Greg received him rather frigidly, though with no open breach of courtesy.
"It's too bad," began Haynes.
"Of course it is," nodded Holmes.
"Prescott has very little chance of remaining in the corps, I suppose?"
"The surgeons don't quite say that," rejoined Greg.
"Oh, the rainmakers (doctors) are always cagey about giving real information until a man's dead," declared the turnback sagely.
"They seem to believe that Prescott has an excellent chance," insisted Greg.
"No bones broken?"
"Not a one."
"What is the trouble, then?"
"The rainmakers can't say exactly. They're waiting and watching."
"Humph! That sounds pretty bad for their patient."
"They say that if Prescott is able to walk soon, then his return to duty ought to be rather speedy."
"I'd like to believe the rainmakers," grunted Haynes.
"Would you?" inquired Greg very coolly.
"Of course."
"What is your particular interest in my roommate?" demanded CadetHolmes.
He looked straight into the other's eyes. "Why, Prescott is one of the best and most popular fellows in the class. I've always liked him immensely, and——-"
"Humph!" broke in Cadet Holmes, using the turnback's own favorite word.
To just what this scene might have led it is impossible to say, but just at that instant Anstey and two other second classmen came into the room, and the turnback seized the opportunity to get away.
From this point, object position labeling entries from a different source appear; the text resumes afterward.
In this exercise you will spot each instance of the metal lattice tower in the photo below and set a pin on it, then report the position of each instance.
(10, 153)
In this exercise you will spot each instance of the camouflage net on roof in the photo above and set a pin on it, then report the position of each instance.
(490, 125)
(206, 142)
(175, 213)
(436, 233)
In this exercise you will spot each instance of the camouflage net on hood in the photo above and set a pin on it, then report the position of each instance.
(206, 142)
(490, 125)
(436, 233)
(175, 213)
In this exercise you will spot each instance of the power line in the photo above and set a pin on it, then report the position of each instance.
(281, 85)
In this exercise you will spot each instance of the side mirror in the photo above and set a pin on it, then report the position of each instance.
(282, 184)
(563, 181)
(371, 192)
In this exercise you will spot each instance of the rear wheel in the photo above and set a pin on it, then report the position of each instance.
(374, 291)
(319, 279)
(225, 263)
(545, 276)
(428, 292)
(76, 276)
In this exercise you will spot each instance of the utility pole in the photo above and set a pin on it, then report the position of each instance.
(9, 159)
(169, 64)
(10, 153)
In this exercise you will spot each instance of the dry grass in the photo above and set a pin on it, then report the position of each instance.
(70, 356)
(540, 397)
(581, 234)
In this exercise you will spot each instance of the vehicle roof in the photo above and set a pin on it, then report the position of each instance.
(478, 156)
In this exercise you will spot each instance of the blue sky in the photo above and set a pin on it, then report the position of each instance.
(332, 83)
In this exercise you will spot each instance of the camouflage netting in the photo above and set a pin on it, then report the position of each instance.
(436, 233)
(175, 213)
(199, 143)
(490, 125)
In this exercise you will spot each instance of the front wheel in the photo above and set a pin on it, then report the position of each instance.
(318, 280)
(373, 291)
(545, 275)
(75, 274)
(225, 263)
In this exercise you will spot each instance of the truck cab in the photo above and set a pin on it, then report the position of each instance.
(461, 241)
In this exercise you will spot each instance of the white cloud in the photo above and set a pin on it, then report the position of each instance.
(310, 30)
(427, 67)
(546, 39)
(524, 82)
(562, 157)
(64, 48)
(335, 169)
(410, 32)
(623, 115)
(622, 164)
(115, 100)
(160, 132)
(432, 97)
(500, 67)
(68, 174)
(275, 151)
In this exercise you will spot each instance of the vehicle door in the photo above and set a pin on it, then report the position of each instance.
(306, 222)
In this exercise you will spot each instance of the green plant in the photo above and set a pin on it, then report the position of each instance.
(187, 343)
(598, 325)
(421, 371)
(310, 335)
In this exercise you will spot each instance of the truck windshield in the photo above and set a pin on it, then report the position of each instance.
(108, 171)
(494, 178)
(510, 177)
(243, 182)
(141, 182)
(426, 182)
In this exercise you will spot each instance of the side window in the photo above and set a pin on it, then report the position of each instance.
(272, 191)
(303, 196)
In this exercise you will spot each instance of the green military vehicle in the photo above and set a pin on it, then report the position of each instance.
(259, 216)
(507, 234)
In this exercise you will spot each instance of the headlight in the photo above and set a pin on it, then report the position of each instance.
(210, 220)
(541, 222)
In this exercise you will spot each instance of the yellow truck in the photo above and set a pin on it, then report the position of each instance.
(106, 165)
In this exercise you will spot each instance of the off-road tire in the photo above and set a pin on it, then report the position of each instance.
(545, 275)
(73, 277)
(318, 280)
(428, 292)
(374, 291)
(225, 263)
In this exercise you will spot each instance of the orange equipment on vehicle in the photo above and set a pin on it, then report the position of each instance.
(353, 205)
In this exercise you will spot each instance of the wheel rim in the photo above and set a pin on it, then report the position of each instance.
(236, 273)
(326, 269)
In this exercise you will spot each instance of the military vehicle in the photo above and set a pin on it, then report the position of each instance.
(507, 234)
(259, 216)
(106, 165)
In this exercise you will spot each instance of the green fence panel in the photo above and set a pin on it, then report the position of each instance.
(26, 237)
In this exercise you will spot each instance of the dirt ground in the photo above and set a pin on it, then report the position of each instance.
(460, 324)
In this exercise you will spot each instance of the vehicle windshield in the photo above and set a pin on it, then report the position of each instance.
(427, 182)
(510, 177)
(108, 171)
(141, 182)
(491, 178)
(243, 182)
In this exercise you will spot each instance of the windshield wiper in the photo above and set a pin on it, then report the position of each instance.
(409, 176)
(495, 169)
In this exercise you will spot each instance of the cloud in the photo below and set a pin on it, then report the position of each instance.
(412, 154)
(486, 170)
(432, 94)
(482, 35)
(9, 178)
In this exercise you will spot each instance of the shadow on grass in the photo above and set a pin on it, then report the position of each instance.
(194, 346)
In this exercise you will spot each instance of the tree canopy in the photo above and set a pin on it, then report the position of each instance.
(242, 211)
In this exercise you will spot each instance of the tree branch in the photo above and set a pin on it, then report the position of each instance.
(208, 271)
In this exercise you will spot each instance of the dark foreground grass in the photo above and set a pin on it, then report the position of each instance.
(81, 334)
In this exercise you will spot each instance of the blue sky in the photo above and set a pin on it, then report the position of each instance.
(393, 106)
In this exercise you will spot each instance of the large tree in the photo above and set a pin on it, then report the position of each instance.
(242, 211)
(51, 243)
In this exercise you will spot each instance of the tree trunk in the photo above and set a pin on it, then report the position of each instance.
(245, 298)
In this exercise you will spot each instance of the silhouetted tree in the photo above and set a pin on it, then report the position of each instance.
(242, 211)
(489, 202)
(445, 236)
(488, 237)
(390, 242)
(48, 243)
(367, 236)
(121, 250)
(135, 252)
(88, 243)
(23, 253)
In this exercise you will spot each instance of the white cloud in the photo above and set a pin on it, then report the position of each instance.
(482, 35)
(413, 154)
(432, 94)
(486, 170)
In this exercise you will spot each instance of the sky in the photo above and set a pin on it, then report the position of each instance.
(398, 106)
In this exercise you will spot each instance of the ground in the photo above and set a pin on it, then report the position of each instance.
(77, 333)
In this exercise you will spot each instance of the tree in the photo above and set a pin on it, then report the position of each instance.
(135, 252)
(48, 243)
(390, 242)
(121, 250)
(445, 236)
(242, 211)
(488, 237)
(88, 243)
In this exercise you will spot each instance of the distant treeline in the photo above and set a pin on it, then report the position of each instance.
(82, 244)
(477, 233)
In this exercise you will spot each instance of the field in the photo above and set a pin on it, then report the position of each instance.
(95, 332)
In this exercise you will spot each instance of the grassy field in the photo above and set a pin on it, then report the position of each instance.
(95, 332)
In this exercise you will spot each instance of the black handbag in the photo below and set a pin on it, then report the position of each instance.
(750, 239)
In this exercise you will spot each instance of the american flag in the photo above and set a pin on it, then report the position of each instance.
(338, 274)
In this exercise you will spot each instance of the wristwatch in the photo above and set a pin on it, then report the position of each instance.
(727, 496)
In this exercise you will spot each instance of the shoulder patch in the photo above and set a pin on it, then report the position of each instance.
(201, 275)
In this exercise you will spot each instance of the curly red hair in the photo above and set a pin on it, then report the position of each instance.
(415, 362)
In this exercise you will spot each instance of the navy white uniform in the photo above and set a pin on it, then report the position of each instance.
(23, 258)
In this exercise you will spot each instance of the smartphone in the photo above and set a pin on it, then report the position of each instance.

Though Cadet Prescott was so cheerful over his injury he was in a good deal of pain as the evening wore on.
Every hour or so Goodwin or the other surgeon came in to see him.
Though Prescott could hardly be expected to understand it, the surgeons were pleased, on the whole, with the pain. Had there been numbness, instead, the surgeons would have looked for paralysis.
Later in the night Dick asked Captain Goodwin if he could not administer some light opiate.
"You are willing to be a soldier, I know, Mr. Prescott," replied the surgeon.
"Be sure of that, sir," replied the young man, Wincing.
"Then try to bear the pain. It is the best indication with which we have to deal. It is one of the most hopeful symptoms for which we could look. Besides, your descriptions of the pain, and of its locality, if you are accurate, will give us our best indication of what to do for you."
"Then I don't want any opiate, sir," replied Dick bluntly. "I don't care whether I'm kept here a day or a year, or what I have to suffer, only as long as I don't have to lose an active career in the service!"
"Good for you, my young soldier," beamed the surgeon, patting the cadet's hand. "The superintendent telephoned over, a little while ago, to ask how you were. I told him that your grit was the best we had seen here in a long time."
"Thank you, sir."
"And the superintendent replied, dryly enough, that he expected that from your general record. The superintendent sent you his personal regards."
"Thank you, sir, and the superintendent, too."
"Oh, and a lot of others have been inquiring about you, too—-the K.C. and all of the professors and most of the instructors. And at least a small regiment of cadets have tramped down as far as the office door also. I've been saving the names of inquirers, and will tell you the names in the morning. All except the names of the cadets, that is. There was too big a mob of cadets for us to attempt to keep the names."
It was a painful, restless, feverish night for Prescott. He slept a part of the time, though when he did his sleep was filled with nightmares.
The surgeons won his gratitude by their devotion to his interests. The first half of the night Captain Goodwin was in at least every hour. The latter half of the night it was Lieutenant Sadtler who made the round.
By permission Cadet Holmes came to the hospital office just after breakfast.
It was a gloomy face that poor Greg wore back to barracks with him.
The surgeons had spoken hopefully, but—-
"Brains always work better than brute force," Haynes told himself, struggling hard to preserve his self-esteem.